Incremental Statistics – My New Favorite Thing
So many new features get added with each release of SQL it is hard to use them all. Sometimes, I often don't realize how helpful a new feature is until I see it in action. Incremental Stats was introduced in SQL 2014, but I recently had the opportunity to help a customer implement it and it has been a huge win! It is my new favorite SQL thing for now… I will fall in love with something else here soon.
The scenario: A data mart with all the right best practices used. A solid data model, all fact tables are partitioned, data gets loaded into a partition aligned stage table, indexes built on the stage table, partition switching is used to instantly swap the prepared data into the fact table, purging of old data is done via partition switching as well. Once a partition is swapped into the fact table, the data never changes.

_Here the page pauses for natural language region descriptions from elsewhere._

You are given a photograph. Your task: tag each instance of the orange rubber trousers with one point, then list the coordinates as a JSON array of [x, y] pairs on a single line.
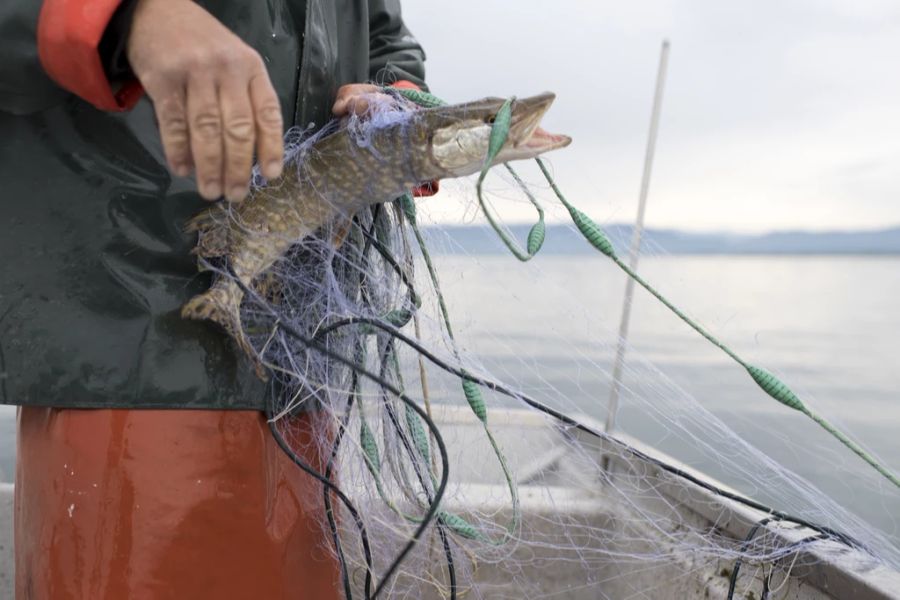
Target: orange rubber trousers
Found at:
[[167, 504]]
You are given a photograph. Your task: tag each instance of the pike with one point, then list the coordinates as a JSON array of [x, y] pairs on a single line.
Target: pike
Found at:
[[344, 172]]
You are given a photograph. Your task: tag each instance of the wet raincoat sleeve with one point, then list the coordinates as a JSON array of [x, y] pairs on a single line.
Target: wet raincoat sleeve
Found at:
[[24, 85], [69, 35], [51, 49], [394, 54]]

The problem is that after the partition is swapped into the fact table, there must be a stats update for the whole table to reflect the data in the new partition. None of the other data changed… why should stats need to be updated for the whole table? Here is where incremental stats comes in. When you run an update stats command with INCREMENTAL=ON, stats are generated at the partition level, and then each partition of stats updates the overall stats for the table. After this is done once for the table, you can then update stats for a particular partition or set of partitions. This is a huge time saver! Note that you must also use RESAMPLE, therefore the sample rate that was used for the initial table level UPDATE STATISTICS will need to be used for all partition level stats updates.
This simple change shaved a ton of time off daily load processes.
Here is a small example to illustrate my point:
I created a relatively small partitioned table and loaded some records into 4 of the partitions
Showing the trace output below, you can see that the full table stats update used to turn on incremental stats took 8.5 seconds. Just updating the stats on partition 6 took 1.2 seconds. Updating stats for partitions 5 and 6 took a little less than half the time of the whole table, which lines up with the fact that it is a little less than half the data in the table. Note that I did full scan just to have a longer run time with this small set of data.
When you are dealing with a large amount of data and many more partitions, the time savings can be substantial.